Tout commence par un retour arrière, un « Rewind Fast Forward » comme il est écrit dans le dossier de création. Et l’anglicisme n’est pas anodin tant Projet Nanashi est empreint de culture anglo-saxonne et américaine. Sur le plateau – ou dans les salles de classe pour lesquelles le spectacle est prioritairement destiné –, un personnage adolescent tente d’en secourir un autre mal en point. Fin de l’histoire. Il faut tout reprendre à zéro pour comprendre l’enchainement des faits qui a mené à cette violence dans un no man’s land. Nanashi est attablé avec sa famille, soit seulement son père. Sa mère, qui lui a légué ce prénom japonais, qui signifie « qui n’a pas de nom », a mystérieusement disparu. Au collège, où se passe la majeure partie de l’action, le jeune homme rencontre Rahat et Sony – donner le nom d’une marque, ça se fait, la preuve : son frère, que l’on ne verra pas, s’appelle Samsung.
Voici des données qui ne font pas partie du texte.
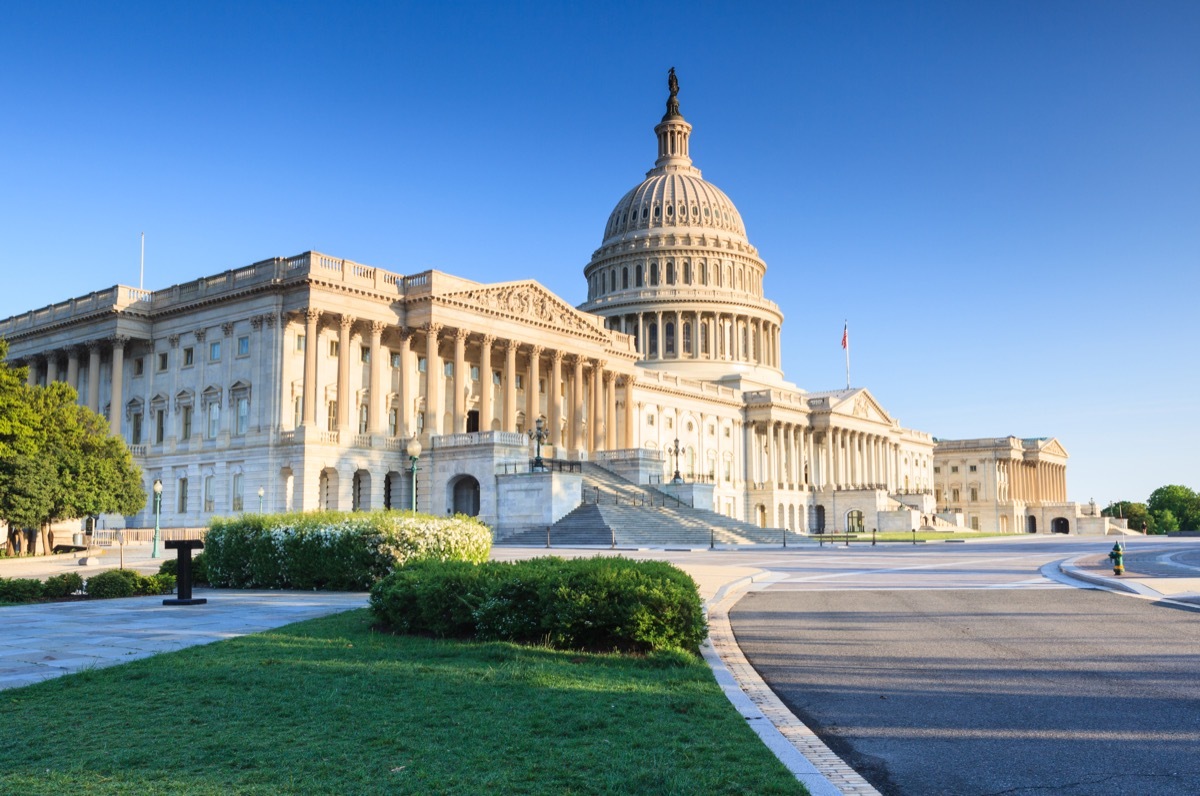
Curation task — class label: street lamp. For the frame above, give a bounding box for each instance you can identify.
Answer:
[529,418,546,473]
[150,478,162,558]
[404,433,421,514]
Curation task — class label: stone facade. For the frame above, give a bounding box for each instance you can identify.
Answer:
[0,74,1089,532]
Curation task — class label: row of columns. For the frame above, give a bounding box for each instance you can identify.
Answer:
[301,309,634,451]
[610,310,781,367]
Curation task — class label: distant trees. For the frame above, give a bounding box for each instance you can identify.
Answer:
[0,340,146,555]
[1104,484,1200,533]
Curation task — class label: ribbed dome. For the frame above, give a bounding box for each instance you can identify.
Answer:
[604,176,746,243]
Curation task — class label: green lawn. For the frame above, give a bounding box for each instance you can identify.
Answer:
[0,610,805,796]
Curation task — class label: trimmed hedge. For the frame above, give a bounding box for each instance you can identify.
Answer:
[371,557,708,652]
[204,511,492,591]
[158,552,209,583]
[88,569,175,599]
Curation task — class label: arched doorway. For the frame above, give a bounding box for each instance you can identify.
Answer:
[452,475,479,516]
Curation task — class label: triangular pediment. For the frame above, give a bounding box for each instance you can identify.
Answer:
[438,280,607,340]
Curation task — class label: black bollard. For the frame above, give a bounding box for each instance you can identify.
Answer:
[162,539,209,605]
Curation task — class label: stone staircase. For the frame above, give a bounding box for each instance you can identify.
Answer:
[504,462,800,547]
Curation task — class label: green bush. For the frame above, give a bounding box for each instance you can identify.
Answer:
[0,577,43,603]
[42,573,83,599]
[88,569,175,599]
[158,552,209,583]
[371,557,708,652]
[204,511,492,591]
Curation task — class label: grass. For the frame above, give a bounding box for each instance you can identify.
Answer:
[0,610,805,796]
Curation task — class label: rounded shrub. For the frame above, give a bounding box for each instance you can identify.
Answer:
[42,573,83,599]
[371,557,708,652]
[204,511,492,591]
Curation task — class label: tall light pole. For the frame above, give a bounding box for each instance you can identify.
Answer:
[151,478,162,558]
[404,433,421,514]
[529,418,546,473]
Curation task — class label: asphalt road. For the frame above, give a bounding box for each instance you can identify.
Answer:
[730,588,1200,796]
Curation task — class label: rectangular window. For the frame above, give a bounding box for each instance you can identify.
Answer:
[236,397,250,436]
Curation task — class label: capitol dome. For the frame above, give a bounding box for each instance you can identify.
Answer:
[578,68,784,383]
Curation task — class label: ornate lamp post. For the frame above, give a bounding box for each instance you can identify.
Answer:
[151,478,162,558]
[404,433,421,514]
[529,418,547,473]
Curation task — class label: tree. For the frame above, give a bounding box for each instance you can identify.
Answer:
[1146,484,1200,531]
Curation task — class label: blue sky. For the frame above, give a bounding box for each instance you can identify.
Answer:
[0,0,1200,504]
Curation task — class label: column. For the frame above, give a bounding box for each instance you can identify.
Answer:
[396,328,412,437]
[546,351,563,456]
[604,371,617,450]
[526,346,545,430]
[300,307,320,426]
[367,321,388,435]
[479,335,496,431]
[454,329,465,433]
[337,315,354,432]
[425,322,442,436]
[108,335,130,437]
[503,340,518,431]
[625,376,638,449]
[67,346,81,401]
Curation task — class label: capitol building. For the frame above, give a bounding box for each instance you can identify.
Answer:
[0,71,1103,541]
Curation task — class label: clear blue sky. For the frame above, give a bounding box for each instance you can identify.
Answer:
[0,0,1200,504]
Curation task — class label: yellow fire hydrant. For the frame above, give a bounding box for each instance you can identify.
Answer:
[1109,541,1124,575]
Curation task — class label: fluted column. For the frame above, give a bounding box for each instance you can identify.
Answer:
[337,315,354,432]
[526,346,545,429]
[108,335,130,437]
[454,329,470,433]
[625,376,637,449]
[425,323,442,436]
[546,351,563,456]
[504,340,518,431]
[479,335,496,431]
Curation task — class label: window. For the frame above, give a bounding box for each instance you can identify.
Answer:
[235,395,250,437]
[230,473,245,511]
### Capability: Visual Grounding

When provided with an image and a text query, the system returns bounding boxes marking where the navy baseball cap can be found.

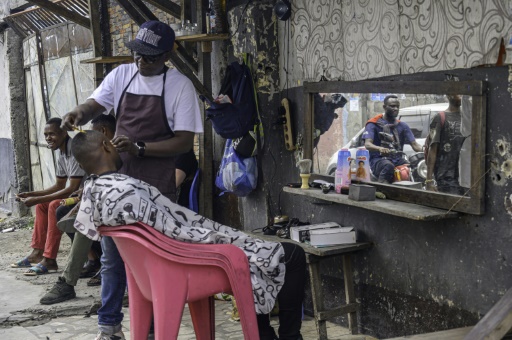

À la base de ce travail, Maud Lefebvre a contacté une professeure de collège qui a distribué un questionnaire à ses élèves pour connaître leurs hobbies, la musique qu’ils et elles écoutent, les expressions qu’ils et elles emploient. Ce trio d’acteurs et d’actrices – ils sont cinq au total, car il y a une double distribution –, sortis l’été dernier de l’École de la Comédie de Saint-Étienne où la metteuse en scène a aussi été formée, s’empare de cette matière transformée en épopée, loin du patchwork démago que l’on pouvait craindre. Maud Lefebvre en fait simplement du théâtre, sans effets spéciaux, avec des tréteaux, et un rythme cinématographique quasiment digne d’un clip tant il est rapide. On connaît sa dextérité à enchainer les séquences au plateau depuis l’enchantement qu’a été Cannibale – toujours en tournée, huit années après sa création. Ça fuse. En 1h10, il est question de la routine quotidienne d’un ado, de sa relation aux adultes et à l’autorité – profs, parents… –, des différences sociales – qui a accès à quoi en fonction de ses moyens : manger à la cantine faute de mieux ou s’offrir un sandwich ; se saper en marques ou pas… –, des écarts culturels, de la solitude, de la question du genre – oui, deux garçons se plaisent, mais, comme dans Cannibale, il est affaire d’amour plus que d’homosexualité. Et puis, il est question de langue.
C’est cela que Maud Lefebvre apporte de neuf sur la scène où trônent juste un meuble, une grande table, quelques chaises d’écoliers et un porte-manteau. Entre deux lectures en cours de français de la correspondance d’Alfred de Musset et George Sand et la séance de physique-chimie un peu alambiquée à propos d’un savoir sur une potion magique, les ados parlent de leur copine Sophia comme d’une « BDH » (une femme qui cherche à séduire les hommes), profèrent des insultes à tour de bras, ont un vocabulaire parfois vulgaire, rappelant le Pinocchio de Joël Pommerat, et fustigent leurs parents qui leur piquent leurs mots, croyant entrer en connivence avec eux, quand ils ne leur reprochent pas leur langage grossier pour mieux se défiler sur l’essentiel – la filiation, leurs inquiétudes existentielles, leur santé.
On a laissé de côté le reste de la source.